The same can be said about cases such as Enron. The press can therefore be an ally of law enforcement and clean market operations by uncovering instances of insider dealing and market manipulation.
Crimes on the Internet
The Internet allows for the possibility of online transmission of information and dealing in financial instruments, even on a cross-border basis. It is a very fast, efficient information medium, and therefore a useful tool for certain types of criminality, particularly where information is crucial.
This is the case with crimes of insider dealing and many forms of market abuse. The Internet may be an effective instrument for spreading false messages, rumours and other devious signals, probably equal to radio and television.
In various ways, the law is gradually coming to terms with the implications, opportunities and dangers resulting from the Internet. The Market Abuse Directive makes specific references to the Internet and how it may find itself manipulated to favour attempts to abuse of the financial markets. The media may and has in foreign jurisdictions been used as an instrument of market abuse, particularly by the publication of false signals to deceive the investing public.
Just a month ago, the Financial Services Authority (UK) fined an investor £15,000 for Internet market abuse. The offender had posted illegitimately obtained confidential company information on an Internet bulletin board to boost the company's share price. As he was a shareholder, he stood to gain (FSA/PN/024/2005).
No legal definition of "journalist"
The prevention of market abuse has nothing to do with restrictions on freedom of expression, but is only interested in blocking the transmission of false signals and deliberate deception.
The new Act does not affect or prejudice the applicable laws regulating such relevant issues as libel, the right of reply, misleading and surreptitious advertising.
Nor can the new Act guard us sufficiently against bad reporting, which may yet prove to be the greatest possible menace. This principally occurs when untrained persons recklessly write on subjects they little understand, unable to assess the possible harm they may occasion, not just to institutions, but to small investors.
There will also be instances where certain reporters may be too close to certain public issuers and may be too happy to publish what the issuers suggest.
Without loading the subject unduly with references and footnotes, this second paper has been designed as a simplified overview of where the Prevention of Financial Markets Abuse Act, 2005, meets the media... a strange meeting no doubt.
It has shown, I hope, that this Act not only adds to the development of our company, securities, criminal and administrative legislation. It also makes a novel, though possibly a marginal, contribution to media law in Malta.

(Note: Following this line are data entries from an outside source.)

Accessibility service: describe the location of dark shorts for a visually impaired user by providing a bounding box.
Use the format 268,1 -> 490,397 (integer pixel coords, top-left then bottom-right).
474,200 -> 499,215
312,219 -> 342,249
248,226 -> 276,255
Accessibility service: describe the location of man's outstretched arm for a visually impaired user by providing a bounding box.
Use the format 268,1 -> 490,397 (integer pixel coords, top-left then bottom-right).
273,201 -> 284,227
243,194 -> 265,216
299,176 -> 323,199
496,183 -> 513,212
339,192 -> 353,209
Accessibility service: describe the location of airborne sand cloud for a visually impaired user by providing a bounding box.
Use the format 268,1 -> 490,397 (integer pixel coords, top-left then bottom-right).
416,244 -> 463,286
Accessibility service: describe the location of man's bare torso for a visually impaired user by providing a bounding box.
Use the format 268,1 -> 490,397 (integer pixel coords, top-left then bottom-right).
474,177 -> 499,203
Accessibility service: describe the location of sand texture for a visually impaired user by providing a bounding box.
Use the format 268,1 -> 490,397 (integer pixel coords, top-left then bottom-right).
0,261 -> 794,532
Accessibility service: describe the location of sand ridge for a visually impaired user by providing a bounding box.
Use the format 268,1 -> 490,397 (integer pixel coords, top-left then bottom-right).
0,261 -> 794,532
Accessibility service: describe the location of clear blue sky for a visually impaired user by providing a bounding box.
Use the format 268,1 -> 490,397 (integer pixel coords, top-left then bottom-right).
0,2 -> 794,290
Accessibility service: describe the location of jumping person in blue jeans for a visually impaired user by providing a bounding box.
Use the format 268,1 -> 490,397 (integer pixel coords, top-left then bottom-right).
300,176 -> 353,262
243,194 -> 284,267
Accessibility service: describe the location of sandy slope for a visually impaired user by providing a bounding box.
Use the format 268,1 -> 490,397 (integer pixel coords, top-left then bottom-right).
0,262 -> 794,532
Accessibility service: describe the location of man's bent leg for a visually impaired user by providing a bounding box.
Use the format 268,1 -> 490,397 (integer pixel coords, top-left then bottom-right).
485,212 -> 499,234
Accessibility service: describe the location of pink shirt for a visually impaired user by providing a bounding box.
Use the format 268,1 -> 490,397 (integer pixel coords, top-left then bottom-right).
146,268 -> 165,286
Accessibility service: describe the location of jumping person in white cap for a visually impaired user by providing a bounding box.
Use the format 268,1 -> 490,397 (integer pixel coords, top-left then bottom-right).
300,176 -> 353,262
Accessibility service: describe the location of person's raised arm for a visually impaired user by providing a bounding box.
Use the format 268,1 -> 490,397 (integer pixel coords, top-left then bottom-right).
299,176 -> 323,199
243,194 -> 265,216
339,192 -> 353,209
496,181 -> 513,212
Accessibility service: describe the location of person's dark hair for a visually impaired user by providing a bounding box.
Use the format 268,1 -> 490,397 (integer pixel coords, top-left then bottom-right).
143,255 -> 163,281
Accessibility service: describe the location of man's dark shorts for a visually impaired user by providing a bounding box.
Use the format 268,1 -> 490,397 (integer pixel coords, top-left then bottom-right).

An interested reader may wish to place the new law within the context of other relevant legislation, particularly the Press Act and the Broadcasting Act. These two Acts only regulate certain aspects of a journalist's profession, but fall far short of creating any coherent framework for its recognition and regulation.
We still lack a proper law governing the category, identifying who can legitimately describe oneself as a "journalist", and listing the responsibilities and rights arising therefrom.
In any event, the instrument of the law is not the best mechanism to promote good journalism or to guard the public from bad and potentially harmful reporting.
The law serves to indicate a minimum benchmark for acceptable conduct, but much will still depend on other factors as competence, proper research and integrity - factors which cannot be imposed by legal provision.
Dr Fabri is a senior lecturer in the Faculty of Law of the University of Malta, and director of Legal and International Relations at the Malta Financial Services Authority. This article represents his personal opinions and not those of any institution.